ACCETTAZIONE: Questa è l’ultima fase del percorso indicato dalla Kubler Ross. È il momento dell’accettazione e direi della pacificazione, in cui prendiamo contatto con quello che ci sta accadendo in modo profondo. Non è il momento in cui diciamo “Mi hanno licenziato, e va bene”, o “Mia moglie è morta, okay” quanto piuttosto quello in cui diciamo “Mi hanno licenziato ma troverò un’altra situazione”  “Mia moglie è morta ma io riuscirò a trovare un nuovo equilibrio pur in presenza di questo grande dolore”. Si rientra, in un certo senso, di nuovo in contatto con la realtà, anche quella più dolorosa. “Abbracciare” la realtà con il dolore relativo, ci permetterà di valutare il cambiamento avvenuto o atteso certo non come una “bella cosa” ma come cosa con cui convivere e in cui trovare un nuovo equilibrio. In questa fase le emozioni si stabilizzano e si comincia a uscire da quella fase di depressione. Inevitabilmente si cominciano a fare nuovi progetti in cui la nuova situazione è lo sfondo su cui si proiettano nuovi scenari. Ricordo un orologiaio abituato a usare le mani in modo molto fine. In un incidente di auto, perse per la lesione di un nervo la capacità di movimenti fini. Alla fine di un percorso psicoterapeutico riuscì a riutilizzare le sue conoscenze creando una vera e propria scuola di orologeria trovando attraverso  un nuovo equilibrio un senso alla sua vita.
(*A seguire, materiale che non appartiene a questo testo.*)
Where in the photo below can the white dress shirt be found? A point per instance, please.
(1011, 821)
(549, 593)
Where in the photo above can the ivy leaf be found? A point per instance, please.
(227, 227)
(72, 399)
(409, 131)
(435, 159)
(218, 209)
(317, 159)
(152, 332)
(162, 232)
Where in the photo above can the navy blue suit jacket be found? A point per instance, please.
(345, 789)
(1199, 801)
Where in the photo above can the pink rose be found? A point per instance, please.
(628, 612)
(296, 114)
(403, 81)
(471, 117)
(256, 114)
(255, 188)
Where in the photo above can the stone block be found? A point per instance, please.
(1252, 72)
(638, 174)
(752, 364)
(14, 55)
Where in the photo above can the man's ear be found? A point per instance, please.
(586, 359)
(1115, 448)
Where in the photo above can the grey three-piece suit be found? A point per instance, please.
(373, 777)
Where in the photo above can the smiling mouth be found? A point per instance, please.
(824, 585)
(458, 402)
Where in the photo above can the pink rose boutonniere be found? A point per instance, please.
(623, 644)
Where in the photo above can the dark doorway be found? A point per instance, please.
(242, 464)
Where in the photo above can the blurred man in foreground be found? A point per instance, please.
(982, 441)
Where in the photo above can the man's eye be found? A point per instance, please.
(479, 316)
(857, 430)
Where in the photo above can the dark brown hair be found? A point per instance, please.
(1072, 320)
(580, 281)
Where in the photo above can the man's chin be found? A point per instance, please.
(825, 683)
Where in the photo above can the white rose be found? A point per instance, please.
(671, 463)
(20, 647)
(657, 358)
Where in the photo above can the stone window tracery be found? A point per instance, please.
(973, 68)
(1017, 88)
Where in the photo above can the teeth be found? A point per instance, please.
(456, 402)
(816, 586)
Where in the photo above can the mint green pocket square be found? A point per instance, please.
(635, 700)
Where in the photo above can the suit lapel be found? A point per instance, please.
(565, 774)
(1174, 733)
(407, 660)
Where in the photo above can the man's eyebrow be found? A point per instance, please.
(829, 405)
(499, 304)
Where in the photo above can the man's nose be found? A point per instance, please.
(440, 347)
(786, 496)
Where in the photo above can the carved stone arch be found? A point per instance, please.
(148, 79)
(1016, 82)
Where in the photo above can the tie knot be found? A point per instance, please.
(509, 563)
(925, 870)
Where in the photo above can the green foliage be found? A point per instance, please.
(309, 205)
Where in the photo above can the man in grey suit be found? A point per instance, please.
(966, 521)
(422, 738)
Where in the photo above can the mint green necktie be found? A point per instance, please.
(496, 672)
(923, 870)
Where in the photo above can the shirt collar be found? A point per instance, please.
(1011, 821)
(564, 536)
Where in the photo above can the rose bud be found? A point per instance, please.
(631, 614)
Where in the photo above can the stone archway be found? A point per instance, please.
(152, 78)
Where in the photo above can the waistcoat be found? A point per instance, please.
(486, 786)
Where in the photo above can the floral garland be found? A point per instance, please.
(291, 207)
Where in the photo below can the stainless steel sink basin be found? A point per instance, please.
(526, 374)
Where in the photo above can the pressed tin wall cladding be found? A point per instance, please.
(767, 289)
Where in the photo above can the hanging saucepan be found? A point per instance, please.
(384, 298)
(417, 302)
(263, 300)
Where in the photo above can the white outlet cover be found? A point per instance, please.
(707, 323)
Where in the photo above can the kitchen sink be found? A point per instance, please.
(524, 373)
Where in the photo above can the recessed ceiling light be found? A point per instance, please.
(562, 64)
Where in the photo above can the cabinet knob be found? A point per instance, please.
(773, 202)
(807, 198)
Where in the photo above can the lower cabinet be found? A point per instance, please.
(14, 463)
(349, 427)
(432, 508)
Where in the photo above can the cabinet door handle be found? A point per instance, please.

Quale che siano la modalità con cui il cambiamento avviene, le sue cause o ancora la nostra reazione ad esso il cambiamento potrà dispiegare i suoi effetti solo nel momento in cui noi ci concediamo la possibilità di abbandonare una realtà´ormai non più percorribile per i motivi più diversi. Il lasciare, l’abbandonare e il distacco hanno molto a che vedere con la possibilità di vivere una vita piena e realizzata.